Psychological Depth in “The Two Destinies” by Wilkie Collins

One of the strengths of “The Two Destinies” is its psychological depth. Collins delves into the minds of his characters, exploring their fears, desires, and motivations. George’s visions, for instance, are not just supernatural occurrences but also reflections of his inner turmoil and longing for Mary. These psychological insights add layers of complexity to the characters, making their struggles and triumphs more relatable and poignant. Mary’s psychological journey is equally compelling. Her resilience in the face of adversity and her unwavering hope for a better future highlight the inner strength that defines her character. Through Mary, Collins explores themes of agency and self-determination, challenging the traditional Victorian notion of passive femininity.
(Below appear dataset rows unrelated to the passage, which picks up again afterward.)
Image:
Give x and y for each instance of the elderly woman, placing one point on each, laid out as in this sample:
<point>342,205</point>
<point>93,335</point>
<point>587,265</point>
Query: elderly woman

Impact on Later Literature

While “The Two Destinies” may not be as widely studied as some of Collins’s other works, its impact on later literature is notable. The novel’s blend of romance, mystery, and the supernatural prefigures the development of genres such as paranormal romance and modern fantasy. Collins’s ability to weave supernatural elements into a realistic narrative paved the way for future authors to explore similar themes in more contemporary settings. Authors like Daphne du Maurier and Susan Hill, who skillfully combine elements of the supernatural with rich character development, can trace some of their narrative techniques back to Collins. Furthermore, the novel’s exploration of fate and destiny resonates with existential themes in 20th-century literature. Collins’s nuanced treatment of these themes anticipates the existential questions that would become central to modernist and postmodernist literature, particularly regarding free will, the nature of reality, and the search for meaning.

Reader Reception and Legacy of “The Two Destinies” by Wilkie Collins

Upon its publication, “The Two Destinies” received mixed reviews, with some critics praising its imaginative scope and emotional depth. In contrast, others found its supernatural elements less compelling than Collins’s earlier, more grounded works. The Spectator, for instance, lauded the novel’s emotional depth but noted its divergence from the more sensationalist style of Collins’s earlier successes. However, over time, the novel has gained appreciation for its innovative blend of genres and its exploration of timeless themes. Today, “The Two Destinies” is valued not only as a work of literary art but also as a historical document offering insights into Victorian society and culture. It continues to be studied for its narrative techniques, thematic richness, and its place within Wilkie Collins’s broader body of work.


“The Two Destinies” is a compelling addition to Wilkie Collins’s body of work, reflecting his narrative innovation and his ability to weave complex themes into engaging stories. It is a novel that deserves attention for its exploration of love and destiny, its supernatural intrigue, and its subtle social critique. For readers and scholars alike, it provides a fascinating glimpse into the multifaceted world of Victorian literature and the enduring power of narrative to capture the essence of human experience. In its exploration of fate, social constraints, and the supernatural, “The Two Destinies” offers a rich, layered narrative that continues to resonate with contemporary readers. Collins’s ability to blend genres and themes with such skill and sensitivity underscores his enduring legacy as a master storyteller of the Victorian era. This novel, with its unique blend of romance, mystery, and social commentary, remains an attestation of Collins’s literary genius and his deep understanding of the human condition.